Though originally created as a telework platform, VSee was adapted to enable security officers to watch multiple remote cameras in real time from a single command center. Because the changes to the system shrank the cameras' data-streaming bandwidth to a fraction of its original size, even police cruisers were able to access the feeds via cellular networks.
The technology originally emerged as the Ph.D. work of Milton Chen, then at Stanford University, where he focused on videoconferencing and remote collaboration. "After I completed my Ph.D., my advisors and some of my colleagues who worked on the project decided to form VSee with me," says Chen.
Not satisfied with existing virtual office approaches, Chen wanted to find a way to capture the advantages of telework without the usual technical shortfalls and impact on office social dynamics--both burdens on productivity. Even today, with the support of funds from NSF and other sources, Chen and his team modify the software based on findings from research studies of the social dynamics of both the workplace and home work environments.
Existing collaboration tools limited the remote work experience in significant ways, with handicaps including difficulties sharing on-screen applications, limited webcam feeds and poor video, which can cloud the critical social cues necessary for remote communication.
"From a technology standpoint, what resonated most with NSF was the clever bandwidth-management enabled by VSee's approach," says Errol Arkilic, the NSF program officer who oversees VSee's grants. It was the bandwidth management that made the Inauguration monitoring possible. "VSee engineered a solution that bypasses the constraints of various communications protocols, a breakthrough that has the potential to span across many platforms, including wireless."
Within the remote-work system that Chen and his collaborators developed, all users can clearly see each other at once, work together on an on-screen document or other object, and trust that their environment is secure from intruders. And unlike a virtual meeting, the VSee platform is on all day, with options for privacy, so it becomes a true virtual office environment.

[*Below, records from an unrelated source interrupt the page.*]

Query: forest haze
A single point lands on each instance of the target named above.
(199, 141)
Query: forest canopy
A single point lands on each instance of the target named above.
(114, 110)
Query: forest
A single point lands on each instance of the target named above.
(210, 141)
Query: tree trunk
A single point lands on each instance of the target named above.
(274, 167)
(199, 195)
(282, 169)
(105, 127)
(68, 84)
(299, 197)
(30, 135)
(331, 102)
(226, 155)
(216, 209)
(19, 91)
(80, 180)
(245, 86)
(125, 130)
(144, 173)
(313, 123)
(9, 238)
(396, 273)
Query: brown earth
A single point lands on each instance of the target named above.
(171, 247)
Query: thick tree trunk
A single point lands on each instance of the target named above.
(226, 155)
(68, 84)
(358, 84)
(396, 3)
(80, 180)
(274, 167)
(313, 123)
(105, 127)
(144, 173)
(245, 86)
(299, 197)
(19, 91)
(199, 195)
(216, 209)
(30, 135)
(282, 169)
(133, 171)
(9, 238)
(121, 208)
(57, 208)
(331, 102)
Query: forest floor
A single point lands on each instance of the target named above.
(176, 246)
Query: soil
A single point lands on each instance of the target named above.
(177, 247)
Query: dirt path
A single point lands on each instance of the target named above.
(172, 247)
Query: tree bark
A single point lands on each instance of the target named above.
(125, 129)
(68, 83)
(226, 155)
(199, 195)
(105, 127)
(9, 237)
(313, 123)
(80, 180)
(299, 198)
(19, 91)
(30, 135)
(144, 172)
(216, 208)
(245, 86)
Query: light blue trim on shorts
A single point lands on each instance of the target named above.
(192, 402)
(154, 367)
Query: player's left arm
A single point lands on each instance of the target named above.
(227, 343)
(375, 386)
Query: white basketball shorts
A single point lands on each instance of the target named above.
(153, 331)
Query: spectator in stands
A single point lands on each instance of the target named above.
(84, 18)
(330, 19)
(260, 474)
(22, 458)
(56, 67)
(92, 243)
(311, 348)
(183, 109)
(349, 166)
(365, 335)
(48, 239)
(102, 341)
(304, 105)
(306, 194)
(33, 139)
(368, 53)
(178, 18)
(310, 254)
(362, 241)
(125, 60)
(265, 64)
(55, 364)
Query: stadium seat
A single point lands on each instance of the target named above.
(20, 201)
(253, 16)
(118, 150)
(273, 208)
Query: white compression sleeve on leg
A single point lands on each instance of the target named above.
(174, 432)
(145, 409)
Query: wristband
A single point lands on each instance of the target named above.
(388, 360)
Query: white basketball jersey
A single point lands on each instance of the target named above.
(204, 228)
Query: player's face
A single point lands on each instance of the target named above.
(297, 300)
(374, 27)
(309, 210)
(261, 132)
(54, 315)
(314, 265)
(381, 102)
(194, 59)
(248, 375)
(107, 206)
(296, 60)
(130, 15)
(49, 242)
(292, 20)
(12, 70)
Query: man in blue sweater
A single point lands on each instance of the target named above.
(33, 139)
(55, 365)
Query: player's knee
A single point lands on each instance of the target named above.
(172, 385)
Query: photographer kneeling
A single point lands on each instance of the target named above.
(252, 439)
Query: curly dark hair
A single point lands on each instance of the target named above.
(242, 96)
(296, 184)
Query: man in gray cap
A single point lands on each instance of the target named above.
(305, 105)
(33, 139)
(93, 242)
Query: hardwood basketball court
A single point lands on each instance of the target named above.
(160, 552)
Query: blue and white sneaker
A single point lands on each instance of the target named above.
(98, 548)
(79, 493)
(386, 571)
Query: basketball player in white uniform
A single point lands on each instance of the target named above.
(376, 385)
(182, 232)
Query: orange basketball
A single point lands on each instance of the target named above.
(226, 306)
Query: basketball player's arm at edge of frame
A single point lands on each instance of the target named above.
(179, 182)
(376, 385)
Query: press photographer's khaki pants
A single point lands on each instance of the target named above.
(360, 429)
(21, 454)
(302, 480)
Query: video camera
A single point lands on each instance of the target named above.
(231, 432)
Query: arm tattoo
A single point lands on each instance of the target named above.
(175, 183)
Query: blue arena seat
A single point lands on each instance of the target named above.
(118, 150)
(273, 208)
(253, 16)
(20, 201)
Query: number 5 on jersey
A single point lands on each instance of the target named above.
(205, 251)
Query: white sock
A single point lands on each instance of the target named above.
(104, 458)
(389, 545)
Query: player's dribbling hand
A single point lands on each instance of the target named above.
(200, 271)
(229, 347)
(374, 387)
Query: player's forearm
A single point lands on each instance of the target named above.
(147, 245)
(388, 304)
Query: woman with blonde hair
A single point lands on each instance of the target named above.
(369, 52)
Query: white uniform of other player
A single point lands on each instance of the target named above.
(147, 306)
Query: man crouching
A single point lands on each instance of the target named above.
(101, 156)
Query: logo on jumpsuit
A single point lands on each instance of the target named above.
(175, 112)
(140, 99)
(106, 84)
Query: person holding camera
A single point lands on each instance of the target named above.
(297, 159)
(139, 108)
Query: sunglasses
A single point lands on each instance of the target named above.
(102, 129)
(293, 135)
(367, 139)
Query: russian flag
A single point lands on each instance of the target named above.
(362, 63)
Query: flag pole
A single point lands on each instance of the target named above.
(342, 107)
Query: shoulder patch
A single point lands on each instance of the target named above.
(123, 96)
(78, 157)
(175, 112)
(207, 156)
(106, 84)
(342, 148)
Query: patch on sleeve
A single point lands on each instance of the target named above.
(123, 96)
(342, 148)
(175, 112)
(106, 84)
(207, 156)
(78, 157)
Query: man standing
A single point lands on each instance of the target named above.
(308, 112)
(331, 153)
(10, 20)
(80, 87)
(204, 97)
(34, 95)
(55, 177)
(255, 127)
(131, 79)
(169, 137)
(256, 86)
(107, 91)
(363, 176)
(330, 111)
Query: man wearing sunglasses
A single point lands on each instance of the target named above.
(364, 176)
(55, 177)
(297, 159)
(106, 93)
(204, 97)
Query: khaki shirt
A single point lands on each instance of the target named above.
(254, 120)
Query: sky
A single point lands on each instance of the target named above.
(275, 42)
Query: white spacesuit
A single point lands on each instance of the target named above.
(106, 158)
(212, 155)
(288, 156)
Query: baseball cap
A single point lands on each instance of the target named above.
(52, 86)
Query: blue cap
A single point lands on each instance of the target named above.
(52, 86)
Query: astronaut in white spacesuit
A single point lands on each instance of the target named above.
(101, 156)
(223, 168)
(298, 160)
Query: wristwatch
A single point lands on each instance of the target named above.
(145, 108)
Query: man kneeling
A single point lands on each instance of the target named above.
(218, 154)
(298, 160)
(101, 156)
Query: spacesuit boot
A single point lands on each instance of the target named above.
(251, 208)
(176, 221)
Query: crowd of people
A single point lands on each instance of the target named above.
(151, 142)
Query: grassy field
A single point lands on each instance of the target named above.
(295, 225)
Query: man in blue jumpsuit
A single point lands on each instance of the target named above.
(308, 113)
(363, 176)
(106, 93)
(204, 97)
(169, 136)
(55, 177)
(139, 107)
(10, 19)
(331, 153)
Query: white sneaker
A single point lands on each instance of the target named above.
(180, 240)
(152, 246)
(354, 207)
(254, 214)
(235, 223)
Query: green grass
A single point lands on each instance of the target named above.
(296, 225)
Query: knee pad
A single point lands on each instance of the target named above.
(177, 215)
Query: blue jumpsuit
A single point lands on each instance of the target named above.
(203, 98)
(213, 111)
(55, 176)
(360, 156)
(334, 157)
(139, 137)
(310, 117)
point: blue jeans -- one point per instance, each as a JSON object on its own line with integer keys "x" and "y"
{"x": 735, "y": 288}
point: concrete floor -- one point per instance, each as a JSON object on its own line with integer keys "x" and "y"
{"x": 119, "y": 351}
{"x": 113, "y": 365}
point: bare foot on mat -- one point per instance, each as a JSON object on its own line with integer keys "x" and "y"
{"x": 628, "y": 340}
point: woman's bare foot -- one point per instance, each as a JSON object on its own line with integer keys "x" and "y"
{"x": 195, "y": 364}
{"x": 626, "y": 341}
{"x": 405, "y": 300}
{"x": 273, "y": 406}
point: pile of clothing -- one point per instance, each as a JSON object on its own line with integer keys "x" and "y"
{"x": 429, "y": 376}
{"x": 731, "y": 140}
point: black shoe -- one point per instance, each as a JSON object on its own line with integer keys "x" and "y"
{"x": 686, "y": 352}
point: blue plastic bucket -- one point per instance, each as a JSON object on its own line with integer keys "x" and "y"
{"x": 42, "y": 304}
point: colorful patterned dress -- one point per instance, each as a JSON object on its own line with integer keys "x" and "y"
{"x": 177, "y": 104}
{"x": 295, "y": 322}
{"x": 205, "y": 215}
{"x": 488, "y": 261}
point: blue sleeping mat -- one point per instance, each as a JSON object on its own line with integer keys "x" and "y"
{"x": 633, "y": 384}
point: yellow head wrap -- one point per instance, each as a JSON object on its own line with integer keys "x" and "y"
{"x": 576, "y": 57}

For the Inauguration application, the interface was the same, with each camera taking the role of a "user". With VSee managing the bandwidth, for the first time, security officials could keep all cameras active and bring real-time situational awareness to law enforcement officers wherever they were in the city.
VSee also solved the key problem of inter-agency collaboration. During the Inauguration, VSee was used by half a dozen intelligence agencies to share information and collaborate in real-time.
While security applications are still new, the system's adoption for telework has expanded rapidly since its release in 2003, with several Fortune 500 companies and federal agencies adopting VSee for remote work or for traceless, secure collaborations.
The employees at VSee are continuing to refine their software, modifying it as they use it for their internal use in offices around the world. Says Chen,"By focusing on the collaboration requirements of a team like ours, we aim to create a simple tool to achieve the productivity of a bullpen in a tech startup."